Naoh ne doutait pas qu’ils eussent un langage : ils s’entendent pour dresser des embuscades, cerner la proie, se relayer pendant les poursuites, partager le butin. Il les considérait avec curiosité, comme il eût considéré des hommes, il cherchait à deviner leur projet.

Une troupe passa la rivière à la nage ; les autres s’éparpillèrent sous le couvert.
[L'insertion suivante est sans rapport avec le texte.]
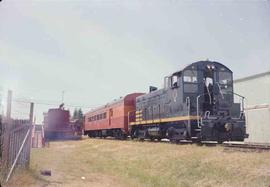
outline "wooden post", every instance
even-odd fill
[[[33,117],[34,117],[34,103],[30,103],[30,114],[29,114],[29,121],[30,125],[33,125]]]
[[[12,91],[8,91],[8,98],[7,98],[7,113],[6,113],[6,120],[5,120],[5,128],[4,128],[4,137],[3,137],[3,150],[2,150],[2,160],[4,161],[5,167],[9,165],[9,140],[10,140],[10,131],[11,131],[11,103],[12,103]]]

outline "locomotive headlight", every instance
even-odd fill
[[[224,125],[224,127],[225,127],[226,131],[231,131],[232,130],[232,124],[231,123],[226,123]]]

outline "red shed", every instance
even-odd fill
[[[136,97],[140,95],[143,93],[132,93],[86,113],[84,134],[89,137],[125,137],[128,134],[128,113],[135,110]]]

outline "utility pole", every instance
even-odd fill
[[[62,91],[62,103],[64,103],[65,90]]]
[[[34,117],[34,103],[30,103],[30,114],[29,114],[29,121],[30,124],[33,125],[33,117]]]
[[[8,90],[8,98],[7,98],[7,121],[8,121],[8,123],[11,120],[11,103],[12,103],[12,91]]]

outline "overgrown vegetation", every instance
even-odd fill
[[[52,142],[32,151],[30,168],[20,186],[270,186],[270,152],[228,152],[219,146]],[[42,169],[52,176],[40,176]]]

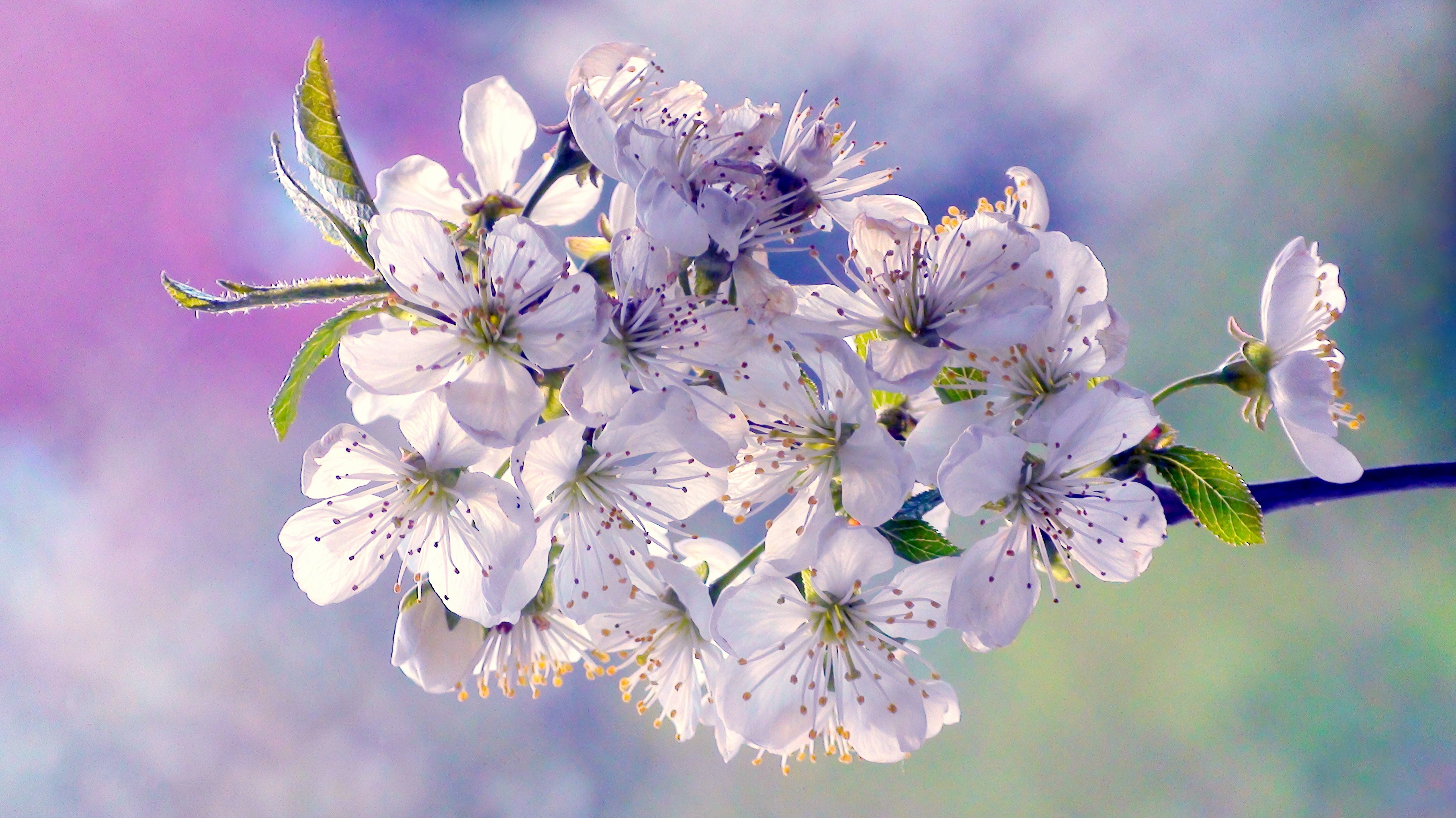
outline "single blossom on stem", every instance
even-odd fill
[[[660,706],[652,726],[673,722],[674,738],[693,738],[712,707],[712,681],[722,651],[708,639],[713,604],[705,576],[664,557],[644,562],[628,601],[587,622],[597,649],[616,659],[607,675],[620,674],[622,700],[641,693],[638,713]]]
[[[536,509],[539,537],[562,549],[555,571],[562,608],[587,622],[620,607],[660,531],[721,495],[721,470],[703,466],[649,421],[654,393],[638,393],[616,421],[593,429],[558,418],[531,429],[511,467]]]
[[[952,211],[933,230],[862,214],[850,227],[849,247],[842,285],[796,288],[798,316],[842,336],[874,332],[866,362],[875,386],[916,393],[930,386],[954,349],[1019,317],[1006,309],[987,311],[981,303],[1037,250],[1037,237],[994,213],[962,218]],[[1018,291],[1016,307],[1045,304],[1040,291],[1026,295]]]
[[[562,243],[510,215],[480,240],[475,274],[440,221],[396,210],[374,217],[370,247],[418,319],[344,338],[339,361],[358,387],[414,394],[444,386],[450,413],[489,445],[514,445],[545,408],[531,371],[581,360],[606,330],[597,282]]]
[[[1047,432],[1045,450],[1009,432],[971,426],[941,466],[945,504],[962,517],[1005,518],[957,560],[949,623],[974,651],[1010,645],[1041,595],[1037,571],[1080,581],[1127,582],[1147,568],[1166,531],[1158,495],[1144,483],[1096,473],[1158,424],[1152,403],[1117,381],[1085,390]],[[986,524],[986,520],[981,520]]]
[[[536,539],[530,507],[483,473],[501,453],[466,435],[438,394],[416,400],[400,431],[402,453],[347,424],[304,453],[303,493],[322,502],[278,534],[298,587],[320,605],[338,603],[373,585],[399,553],[400,571],[428,578],[453,613],[498,620]]]
[[[802,592],[759,575],[725,591],[713,611],[715,638],[731,655],[719,716],[782,757],[785,773],[789,755],[900,761],[960,720],[955,691],[904,643],[945,629],[954,562],[913,565],[874,587],[894,568],[879,533],[839,517],[823,539]]]
[[[721,502],[743,523],[792,496],[764,537],[763,565],[780,575],[814,562],[818,528],[836,505],[879,525],[913,483],[910,457],[877,422],[863,361],[837,338],[801,341],[791,349],[769,335],[724,374],[750,431]]]
[[[523,202],[545,182],[552,164],[547,159],[524,185],[515,182],[521,156],[536,135],[530,106],[505,77],[475,83],[464,90],[460,103],[460,140],[464,157],[475,170],[475,186],[463,176],[459,188],[451,185],[448,170],[415,154],[380,170],[374,202],[380,213],[419,210],[454,226],[466,224],[485,207],[494,207],[501,214],[520,213]],[[575,224],[597,207],[600,195],[601,188],[596,183],[574,176],[558,179],[531,210],[531,220],[537,224]]]
[[[1255,338],[1229,319],[1229,332],[1243,342],[1224,365],[1230,387],[1248,397],[1243,419],[1264,428],[1270,409],[1310,474],[1331,483],[1353,483],[1364,473],[1335,435],[1364,421],[1345,403],[1340,383],[1345,357],[1326,330],[1345,309],[1340,268],[1319,258],[1319,245],[1303,237],[1284,245],[1264,279]]]

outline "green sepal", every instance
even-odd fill
[[[974,367],[945,367],[935,380],[935,394],[941,403],[960,403],[986,394],[986,390],[965,389],[967,381],[986,381],[986,373]]]
[[[941,556],[957,556],[961,549],[925,520],[890,520],[879,525],[895,555],[909,562],[929,562]]]
[[[349,227],[341,217],[335,215],[333,211],[319,204],[319,199],[313,198],[313,194],[300,185],[298,180],[293,178],[293,173],[288,173],[288,166],[282,163],[280,146],[281,143],[278,141],[278,134],[274,134],[274,173],[278,175],[278,183],[282,185],[282,191],[288,194],[288,201],[293,202],[293,207],[298,208],[298,213],[319,229],[325,242],[344,247],[351,256],[354,256],[354,261],[374,269],[374,258],[368,253],[368,243],[364,240],[364,236],[355,231],[354,227]]]
[[[435,589],[430,587],[430,582],[415,585],[414,588],[409,589],[408,594],[405,594],[405,598],[399,601],[399,613],[405,613],[409,608],[422,603],[424,600],[421,600],[421,594],[437,595]],[[450,608],[446,608],[446,630],[454,630],[456,626],[460,624],[462,619],[463,617],[460,614],[454,613]]]
[[[319,364],[333,354],[333,348],[344,339],[344,333],[349,329],[349,325],[383,310],[384,306],[380,301],[351,304],[309,333],[309,339],[303,342],[298,354],[288,364],[288,377],[284,378],[282,386],[278,387],[278,394],[274,396],[272,405],[268,406],[268,419],[272,421],[278,440],[282,440],[288,434],[288,426],[298,416],[298,399],[303,396],[304,381],[313,374],[313,370],[319,368]]]
[[[1160,448],[1147,458],[1214,537],[1230,546],[1264,541],[1259,501],[1223,458],[1191,445]]]
[[[323,58],[322,36],[314,38],[303,64],[303,77],[293,93],[293,131],[298,162],[309,169],[314,189],[355,233],[364,233],[379,208],[339,125],[339,106],[329,64]]]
On n’entendit plus que les hyènes acharnées sur le cadavre du tigre.

La lune, moins vaste et plus lumineuse, alanguissait les étoiles ; les plus faibles demeuraient invisibles, les brillantes semblaient mal allumées et comme noyées sous une onde ; une torpeur équivoque couvrait la forêt et la savane. Parfois une effraie sillonnait l’atmosphère bleue, extraordinairement silencieuse sur ses ailes d’ouate, parfois les raines clapotaient en bandes, posées sur les feuilles des nymphéas ou hissées sur les ragots ; les noctuelles, s’élançant en courses tremblotantes, se heurtaient à quelque chauve-souris soubresautant à travers les pénombres.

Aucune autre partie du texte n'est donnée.